Now at the party, with a breeze off the lake gliding down the slope of the hills to the east, she rose and took her wrap. The ancient bartender, a retired servant from the regimental mess of Probyn’s Horse, who served at all the parties, and whose leathery glum face made him look as if he had been pickled in gin, poured her a glass of champagne without being asked, taken from the stock being kept for the inner circle.

‘For Madam.’

Presuming slightly, he added, ‘So many new people here, little people. They steal cell phones and cameras and make trouble.’
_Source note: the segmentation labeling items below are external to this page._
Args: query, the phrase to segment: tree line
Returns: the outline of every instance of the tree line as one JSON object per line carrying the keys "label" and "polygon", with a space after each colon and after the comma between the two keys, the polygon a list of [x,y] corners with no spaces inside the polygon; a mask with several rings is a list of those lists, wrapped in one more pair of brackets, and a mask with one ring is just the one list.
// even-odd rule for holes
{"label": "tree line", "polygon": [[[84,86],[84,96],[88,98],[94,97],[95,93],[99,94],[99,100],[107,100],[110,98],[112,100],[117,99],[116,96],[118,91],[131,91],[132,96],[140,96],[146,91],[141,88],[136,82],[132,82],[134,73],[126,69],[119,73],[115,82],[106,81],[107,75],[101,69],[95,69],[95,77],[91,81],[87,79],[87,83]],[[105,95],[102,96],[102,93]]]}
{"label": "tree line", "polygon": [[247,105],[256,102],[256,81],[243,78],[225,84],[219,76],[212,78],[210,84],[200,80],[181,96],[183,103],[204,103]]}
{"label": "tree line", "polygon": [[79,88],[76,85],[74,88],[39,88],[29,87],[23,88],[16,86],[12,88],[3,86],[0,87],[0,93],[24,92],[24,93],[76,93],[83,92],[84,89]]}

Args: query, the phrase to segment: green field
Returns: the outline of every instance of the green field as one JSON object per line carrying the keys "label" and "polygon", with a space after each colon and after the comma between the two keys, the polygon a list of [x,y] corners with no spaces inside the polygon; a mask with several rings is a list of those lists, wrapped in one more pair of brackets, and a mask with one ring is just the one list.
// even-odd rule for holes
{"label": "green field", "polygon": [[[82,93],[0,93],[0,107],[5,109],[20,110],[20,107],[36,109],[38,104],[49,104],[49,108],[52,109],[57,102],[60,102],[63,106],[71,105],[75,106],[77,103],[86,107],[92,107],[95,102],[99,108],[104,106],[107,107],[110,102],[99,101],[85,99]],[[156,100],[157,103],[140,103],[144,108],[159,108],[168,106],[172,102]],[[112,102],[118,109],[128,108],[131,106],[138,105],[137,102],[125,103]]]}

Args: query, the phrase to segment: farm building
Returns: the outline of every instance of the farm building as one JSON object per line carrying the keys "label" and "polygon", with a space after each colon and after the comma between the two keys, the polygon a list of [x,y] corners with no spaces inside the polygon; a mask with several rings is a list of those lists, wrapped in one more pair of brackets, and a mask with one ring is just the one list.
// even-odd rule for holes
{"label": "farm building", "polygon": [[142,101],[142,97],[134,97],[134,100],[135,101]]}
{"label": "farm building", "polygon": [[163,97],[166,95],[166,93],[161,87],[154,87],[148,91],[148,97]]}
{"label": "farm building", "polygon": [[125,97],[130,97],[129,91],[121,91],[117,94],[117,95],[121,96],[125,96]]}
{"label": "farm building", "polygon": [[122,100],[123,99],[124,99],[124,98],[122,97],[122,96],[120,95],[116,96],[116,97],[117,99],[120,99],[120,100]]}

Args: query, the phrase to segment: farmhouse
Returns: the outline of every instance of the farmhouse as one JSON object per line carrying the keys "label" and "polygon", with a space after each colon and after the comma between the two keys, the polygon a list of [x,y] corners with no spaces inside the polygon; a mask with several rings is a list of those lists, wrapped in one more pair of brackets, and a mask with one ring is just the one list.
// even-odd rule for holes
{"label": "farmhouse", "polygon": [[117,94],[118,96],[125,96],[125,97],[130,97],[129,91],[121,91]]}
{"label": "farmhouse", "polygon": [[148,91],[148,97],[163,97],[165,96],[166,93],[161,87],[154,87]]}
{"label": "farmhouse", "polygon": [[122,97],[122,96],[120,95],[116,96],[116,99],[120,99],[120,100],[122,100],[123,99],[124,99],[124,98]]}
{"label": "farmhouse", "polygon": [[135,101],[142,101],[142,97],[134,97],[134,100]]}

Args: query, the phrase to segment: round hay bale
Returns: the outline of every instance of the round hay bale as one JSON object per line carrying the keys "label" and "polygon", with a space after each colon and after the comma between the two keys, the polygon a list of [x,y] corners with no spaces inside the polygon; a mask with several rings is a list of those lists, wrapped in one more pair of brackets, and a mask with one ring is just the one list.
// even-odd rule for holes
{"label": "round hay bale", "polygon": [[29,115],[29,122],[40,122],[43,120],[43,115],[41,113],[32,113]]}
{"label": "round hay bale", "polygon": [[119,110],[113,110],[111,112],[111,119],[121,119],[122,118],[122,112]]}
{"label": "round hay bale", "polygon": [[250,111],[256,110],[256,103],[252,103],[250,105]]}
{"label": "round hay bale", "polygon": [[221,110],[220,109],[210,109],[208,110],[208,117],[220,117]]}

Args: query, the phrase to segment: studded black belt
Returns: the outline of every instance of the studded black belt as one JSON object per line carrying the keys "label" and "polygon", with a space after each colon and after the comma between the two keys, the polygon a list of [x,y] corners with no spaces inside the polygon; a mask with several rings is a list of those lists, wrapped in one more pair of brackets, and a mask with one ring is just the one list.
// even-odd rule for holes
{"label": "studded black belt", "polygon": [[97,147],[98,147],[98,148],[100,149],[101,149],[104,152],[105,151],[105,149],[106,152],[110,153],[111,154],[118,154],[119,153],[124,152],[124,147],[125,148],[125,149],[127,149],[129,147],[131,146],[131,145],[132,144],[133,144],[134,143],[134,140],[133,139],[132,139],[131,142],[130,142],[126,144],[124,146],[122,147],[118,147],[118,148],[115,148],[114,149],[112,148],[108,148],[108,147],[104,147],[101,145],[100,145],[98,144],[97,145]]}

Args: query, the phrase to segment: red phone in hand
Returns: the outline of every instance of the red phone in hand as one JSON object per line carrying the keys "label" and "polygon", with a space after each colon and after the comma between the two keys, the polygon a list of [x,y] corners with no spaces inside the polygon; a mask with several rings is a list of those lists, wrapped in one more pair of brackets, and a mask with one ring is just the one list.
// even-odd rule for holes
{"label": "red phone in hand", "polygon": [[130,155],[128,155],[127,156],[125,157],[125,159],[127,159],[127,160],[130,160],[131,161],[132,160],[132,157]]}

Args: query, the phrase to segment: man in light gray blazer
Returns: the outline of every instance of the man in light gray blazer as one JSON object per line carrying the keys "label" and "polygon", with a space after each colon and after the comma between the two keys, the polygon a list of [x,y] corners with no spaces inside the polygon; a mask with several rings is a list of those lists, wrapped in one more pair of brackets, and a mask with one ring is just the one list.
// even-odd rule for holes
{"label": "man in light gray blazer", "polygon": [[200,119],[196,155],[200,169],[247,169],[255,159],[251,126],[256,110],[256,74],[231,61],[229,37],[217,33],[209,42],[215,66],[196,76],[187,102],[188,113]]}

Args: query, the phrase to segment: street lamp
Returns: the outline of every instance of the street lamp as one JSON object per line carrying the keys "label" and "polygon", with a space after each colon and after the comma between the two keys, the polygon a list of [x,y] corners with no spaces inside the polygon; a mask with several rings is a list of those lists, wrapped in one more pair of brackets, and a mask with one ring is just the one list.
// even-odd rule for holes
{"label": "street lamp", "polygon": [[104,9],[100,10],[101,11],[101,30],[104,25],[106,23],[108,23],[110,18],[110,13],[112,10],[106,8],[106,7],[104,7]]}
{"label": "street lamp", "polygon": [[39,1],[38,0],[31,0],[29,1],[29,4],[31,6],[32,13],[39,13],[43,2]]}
‘So I hear, Khan jee. Once upon a time we were the new ones.’ Taking the bottle that he had placed on the table, she poured a glass and handed it to him. ‘There, drink that to the way we used to be, old man.’

She walked up toward the swimming pool, which had been built on a headland away from the house, with views over the water and the lawns below. She could be alone there for a moment, to compose the face with which she would meet the evening. A few more glasses of champagne, and she’d be fine, she knew, would enjoy it, people, personalities looming into view and disappearing, characters — and then, dancing. Sitting on a chaise longue at the far end of the pool, she lit a cigarette. Below, in a pavilion by the bar, music played, not yet loud, Cesária E¨vora, the voice calling, the beginning.

She heard a footstep behind her, and a man emerged from the darkness of a verandah.

‘I’m sorry, do you have a match?’

She looked at his face, half visible in the blue shimmer cast by underwater spotlights. Plain dark suit, white shirt. Light-framed, thin lips and a fine long nose with a distinct hump, as if broken and improperly reset, the break offsetting the feminine lips.

‘Tell me that’s not a pickup line.’ She took a lighter from her little beaded handbag and passed it to him.

He smiled, the impression held back for a moment and then spreading across his face. ‘No, I actually needed it. You don’t remember, but we’ve met — at Bugoo Moono’s place. I’m Murad Talwan.’